Download - [IEEE 2013 IEEE Workshop on Signal Processing Systems (SiPS) - Taipei City, Taiwan (2013.10.16-2013.10.18)] SiPS 2013 Proceedings - Enhancement of speech over wireless network using

Transcript

Enhancement of Speech over Wireless Network using Sinusoidal Modeling and Synthesis

Dhany Arifianto

Department of Engineering Physics Sepuluh Nopember Institute of Technology

Surabaya, 60111 Indonesia email: [email protected]

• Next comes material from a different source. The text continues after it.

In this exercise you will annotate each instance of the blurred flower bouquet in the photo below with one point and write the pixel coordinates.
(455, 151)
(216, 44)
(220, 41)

Abstract - This paper presents a non-invasive technique using wavelet speech signal analysis to estimate the degree of severity on a patient with vocal cord disorders. The early symptom is usually characterized by a perceivable hoarse voice that changes with respect to the degree of severity. The first step was to estimate the fundamental frequency and the formant of the speech. Using these features, we were able to measure the distortion using statistical analysis of jitter, shimmer, and harmonics-to-noise ratio (HNR), respectively. From this experiment, prescribed thresholds were set on the distortion features to classify automatically whether a subject was normal, or suffer from a mild or severe. This classification was then validated by the ear-nose-throat doctor using the fiber-optic laryngoscope (gold standard technique). The second experiment, we propose sinusoidal modeling synthesis to enhance the speech signal transmitted over wireless network and compared the results to the Daubechies wavelet speech analysis technique. The results of both experiments suggest that the proposed technique may be used as an alternative non-invasive diagnostic technique. Keywords: hoarse voice, vocal cord, signal analysis, severity, wavelet transform.

1. INTRODUCTION

Larynx or vocal cord is an organ that produces sound through the back and forth movement of the vocal muscles and interaction with other organs. Disturbances in the function of the vocal cords will cause temporary or permanent loss of ability to speak and often causes hoarseness. Early detection in the early stages of disorders of the larynx increases the chances of full recovery of these organs to function normally again. However, when detected in later stage, one can lose the ability to speak, even in some cases can cause death, for example in cases of nasopharyngeal cancer [1].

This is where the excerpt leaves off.